This week I had the opportunity to interview Valentina Picozzi of Satoshi Gallery. Valentina is a very talented artist, with a clever perspective on bitcoin and blockchain technology, which she conveys through her art. The aim of her work and Satoshi Gallery is to bridge the gap between the highly technical aspect of bitcoin and blockchain, and the common user through art. Here is the interview with the artist behind the alpaca mask, together with a few samples of her pieces:
When did you start producing bitcoin/blockchain inspired art?
Valentina Picozzi: I started in 2015 with the first little piece “son of a bit” on a layer of one cent coins. Then in May 2016 I founded Satoshi Gallery. The idea behind the name is to have a gallery about the world Satoshi Nakamoto created and make bitcoin cooler from an iconographic point of view, in order to reach more people and help them embrace bitcoin values.
What made you gravitate towards this space?
Valentina Picozzi: I got into bitcoin in 2012, I started reading about it, I went to conferences and talked to people in order to better understand the concept and the philosophy behind it….and I fell in love with it!
I really wanted to be part of the bitcoin community and help the cause somehow, but I am not a coder, nor a miner. I have an artistic mind rather than a mathematical one, that’s why I decided to use art.
How do you think that art can help the bitcoin/blockchain cause?
Valentina Picozzi: Art has always been used to describe historical revolutions and thanks to Satoshi Nakamoto we are in the middle of a technological one. Bitcoin must be viewed from a different perspective. Art can be used to spark people’s curiosity, open their mind and help them approach it [bitcoin/blockchain techology] in an easier way, that’s why behind each painting there’s a story about the crypto world or related to it.
I do think images are a really powerful tool when you want to transfer a concept.
Where do you see your art going in an era of multiple blockchain projects?
Valentina Picozzi: I do think we will use blockchain data to establish provenance of artwork. Today the documentation related to the provenance and movements of a piece of art is fragile. Artists, owners and galleries will all be sharing information to trace the journey of artwork on blockchain related applications.
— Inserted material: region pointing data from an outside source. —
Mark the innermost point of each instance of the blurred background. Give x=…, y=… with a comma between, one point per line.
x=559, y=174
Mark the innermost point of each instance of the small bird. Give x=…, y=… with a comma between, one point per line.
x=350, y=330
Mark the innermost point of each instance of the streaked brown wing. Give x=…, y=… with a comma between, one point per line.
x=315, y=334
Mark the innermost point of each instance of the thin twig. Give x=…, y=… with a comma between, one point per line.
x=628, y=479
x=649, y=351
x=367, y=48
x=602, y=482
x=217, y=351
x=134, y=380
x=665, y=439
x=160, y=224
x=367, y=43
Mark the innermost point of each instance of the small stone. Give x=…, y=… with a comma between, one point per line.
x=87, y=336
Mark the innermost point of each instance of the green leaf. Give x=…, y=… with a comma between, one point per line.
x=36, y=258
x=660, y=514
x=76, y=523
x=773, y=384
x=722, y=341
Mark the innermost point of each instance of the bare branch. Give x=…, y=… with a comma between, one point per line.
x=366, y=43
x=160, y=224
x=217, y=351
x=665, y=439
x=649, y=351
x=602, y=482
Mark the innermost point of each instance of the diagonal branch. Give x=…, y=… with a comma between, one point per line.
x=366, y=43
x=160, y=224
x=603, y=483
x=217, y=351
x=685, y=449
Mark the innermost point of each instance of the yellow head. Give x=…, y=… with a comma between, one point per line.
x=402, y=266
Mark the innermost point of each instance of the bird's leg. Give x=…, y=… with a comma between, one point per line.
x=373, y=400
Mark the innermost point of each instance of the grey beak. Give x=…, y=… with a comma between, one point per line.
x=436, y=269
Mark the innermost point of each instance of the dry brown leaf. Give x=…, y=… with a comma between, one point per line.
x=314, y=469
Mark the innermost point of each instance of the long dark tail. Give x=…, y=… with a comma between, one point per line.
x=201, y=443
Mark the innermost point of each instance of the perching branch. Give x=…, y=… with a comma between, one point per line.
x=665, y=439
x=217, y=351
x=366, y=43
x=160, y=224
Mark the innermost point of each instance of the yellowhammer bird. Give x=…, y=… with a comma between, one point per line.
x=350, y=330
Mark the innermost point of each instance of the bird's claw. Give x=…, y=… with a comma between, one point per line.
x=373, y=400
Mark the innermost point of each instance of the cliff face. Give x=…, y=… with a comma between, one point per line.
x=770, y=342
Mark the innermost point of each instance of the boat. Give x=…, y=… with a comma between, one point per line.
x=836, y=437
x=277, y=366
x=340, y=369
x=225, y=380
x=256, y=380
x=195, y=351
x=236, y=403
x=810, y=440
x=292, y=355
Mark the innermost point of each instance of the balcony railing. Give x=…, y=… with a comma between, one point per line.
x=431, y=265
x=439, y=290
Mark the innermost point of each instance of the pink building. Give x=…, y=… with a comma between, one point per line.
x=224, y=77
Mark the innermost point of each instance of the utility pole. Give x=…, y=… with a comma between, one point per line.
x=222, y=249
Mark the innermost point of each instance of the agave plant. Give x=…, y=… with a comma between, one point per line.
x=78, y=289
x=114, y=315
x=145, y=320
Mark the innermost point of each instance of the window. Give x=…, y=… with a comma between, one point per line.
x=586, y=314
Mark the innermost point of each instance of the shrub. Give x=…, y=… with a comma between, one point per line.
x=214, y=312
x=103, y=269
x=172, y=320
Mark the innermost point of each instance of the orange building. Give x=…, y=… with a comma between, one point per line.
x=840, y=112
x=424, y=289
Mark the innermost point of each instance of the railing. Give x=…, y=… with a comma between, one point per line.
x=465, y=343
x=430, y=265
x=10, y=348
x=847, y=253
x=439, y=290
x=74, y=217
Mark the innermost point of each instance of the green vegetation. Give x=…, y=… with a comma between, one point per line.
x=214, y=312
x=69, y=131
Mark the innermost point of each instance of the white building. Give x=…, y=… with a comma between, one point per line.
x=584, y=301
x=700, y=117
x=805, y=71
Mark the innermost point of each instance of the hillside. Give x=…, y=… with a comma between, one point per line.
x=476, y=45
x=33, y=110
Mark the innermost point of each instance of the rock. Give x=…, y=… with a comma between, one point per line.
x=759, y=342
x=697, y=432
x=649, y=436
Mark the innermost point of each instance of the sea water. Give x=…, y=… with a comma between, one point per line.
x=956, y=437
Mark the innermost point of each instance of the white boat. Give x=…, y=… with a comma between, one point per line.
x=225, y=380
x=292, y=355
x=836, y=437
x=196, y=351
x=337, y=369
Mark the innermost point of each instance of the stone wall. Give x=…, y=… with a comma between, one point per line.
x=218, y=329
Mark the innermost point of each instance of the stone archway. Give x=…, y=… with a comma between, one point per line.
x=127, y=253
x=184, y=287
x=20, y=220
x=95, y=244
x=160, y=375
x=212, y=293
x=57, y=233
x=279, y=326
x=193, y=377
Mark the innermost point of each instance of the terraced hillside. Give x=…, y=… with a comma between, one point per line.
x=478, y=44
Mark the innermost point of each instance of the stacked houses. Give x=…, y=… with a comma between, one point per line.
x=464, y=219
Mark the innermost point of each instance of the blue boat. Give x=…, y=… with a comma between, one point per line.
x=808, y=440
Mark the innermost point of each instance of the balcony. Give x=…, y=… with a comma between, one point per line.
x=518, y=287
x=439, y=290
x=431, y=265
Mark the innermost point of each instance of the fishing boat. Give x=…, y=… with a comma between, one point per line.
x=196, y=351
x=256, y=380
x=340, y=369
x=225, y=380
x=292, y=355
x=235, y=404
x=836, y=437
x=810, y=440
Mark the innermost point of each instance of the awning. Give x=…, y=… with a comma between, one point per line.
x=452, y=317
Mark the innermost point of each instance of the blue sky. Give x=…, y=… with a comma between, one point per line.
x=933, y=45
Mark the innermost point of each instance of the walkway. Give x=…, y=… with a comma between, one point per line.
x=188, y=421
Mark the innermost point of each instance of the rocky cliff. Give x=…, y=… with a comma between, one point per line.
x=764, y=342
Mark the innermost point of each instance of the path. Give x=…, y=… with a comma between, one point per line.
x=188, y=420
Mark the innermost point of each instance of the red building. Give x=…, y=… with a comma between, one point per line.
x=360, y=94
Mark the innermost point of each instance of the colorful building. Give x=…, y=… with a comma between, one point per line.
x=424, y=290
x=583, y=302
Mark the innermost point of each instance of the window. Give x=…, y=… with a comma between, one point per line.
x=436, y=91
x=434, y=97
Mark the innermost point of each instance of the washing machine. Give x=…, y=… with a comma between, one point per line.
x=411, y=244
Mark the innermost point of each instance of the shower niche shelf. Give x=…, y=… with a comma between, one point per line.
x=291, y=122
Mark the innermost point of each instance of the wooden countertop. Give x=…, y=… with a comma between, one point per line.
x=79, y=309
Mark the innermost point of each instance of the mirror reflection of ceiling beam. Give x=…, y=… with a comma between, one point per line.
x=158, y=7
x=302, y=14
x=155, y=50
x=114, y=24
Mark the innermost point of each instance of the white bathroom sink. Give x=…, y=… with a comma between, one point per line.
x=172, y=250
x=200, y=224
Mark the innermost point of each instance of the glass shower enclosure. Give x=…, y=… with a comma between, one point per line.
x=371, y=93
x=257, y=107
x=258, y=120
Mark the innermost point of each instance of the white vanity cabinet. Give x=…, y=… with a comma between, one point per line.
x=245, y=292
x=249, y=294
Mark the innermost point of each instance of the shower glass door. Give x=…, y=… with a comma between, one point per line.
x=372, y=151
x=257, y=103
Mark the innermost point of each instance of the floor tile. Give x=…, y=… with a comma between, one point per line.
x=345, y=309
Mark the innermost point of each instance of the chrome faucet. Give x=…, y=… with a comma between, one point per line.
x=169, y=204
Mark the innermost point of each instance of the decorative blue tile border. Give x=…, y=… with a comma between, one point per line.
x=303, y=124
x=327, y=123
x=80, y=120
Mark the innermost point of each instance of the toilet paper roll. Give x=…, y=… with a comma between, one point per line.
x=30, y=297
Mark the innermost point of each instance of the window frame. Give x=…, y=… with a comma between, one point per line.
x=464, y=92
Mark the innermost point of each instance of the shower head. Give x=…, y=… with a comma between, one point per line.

What do you think about private corporations using blockchain technology (gotta say this question was inspired by your Santander bank piece and your Net Neutrality + Visa + MasterCard piece)?
Valentina Picozzi: In order to talk about bitcoin through art, I felt obliged to analize from an artistic point of view also the situation that brought Satoshi to the creation of bitcoin back in 2008: banks, the financial crisis and the currency inflation.
Bitcoin is the technology behind the blockchain, not the opposite. Having all these banks and corporations talking about how innovative they are, introducing “the blockchain technology” in their systems only shows the fact they don’t get the point. It’s something that just made me look at banks as old dinosaurs…that’s why I transformed the Santander logo into a Black Swan.
The other painting you are asking me about talks about 2011 when Wikileaks faced shut down from payment processors like Visa, Mastercard, Paypal that prevented them from receiving donations. This has been an abuse of Net Neutrality, which is a principle that internet service providers and governments should treat all data on the internet the same, not discriminating or charging differentially by user, content, site, platform, application, type of attached equipment, or mode of communication.
The same year Wikileaks started accepting bitcoin for donations.
What kind of advice would you give to young artists trying to make it in the bitcoin/blockcahin niche?
Valentina Picozzi: DON’T USE the bitcoin logo! Bitcoin is much more than an upper case B with two lines passing through it. Talk about the anecdotes, the philosophy, the innovation behind it. Give a meaning to the painting, tell a story through art. Art is not something passive, art talks. Create your own style, use shapes and patterns rather than a logo.
Which piece of art is your favorite and why?
Valentina Picozzi: I have two favorites pieces.
The first one is a painting with my favorite Satoshi Nakamoto’s quote “If you don’t believe it or don’t get it, I don’t have the time to try to convince you I am sorry.” – which is one of my favorite quotes of all times because it really matches with my attitude and way of life.
The second one is “The pizza was good”. I made that painting in order to celebrate the first bitcoin transaction ever made on May 22nd 2010 when Laszlo Hanyecz offered Jercos 10.000 bitcoins for two pizzas. It’s a very pop art painting – I love pop art – and there’s a big orange circle around it that reminds the bitcoin. I like the fact that even if the guy spent a huge amount of money (if related to the current bitcoin price!), he didn’t show any regrets and when he was asked about the purchase he only replied that he enjoyed the pizza. Furthermore…I am Italian, I do love pizza!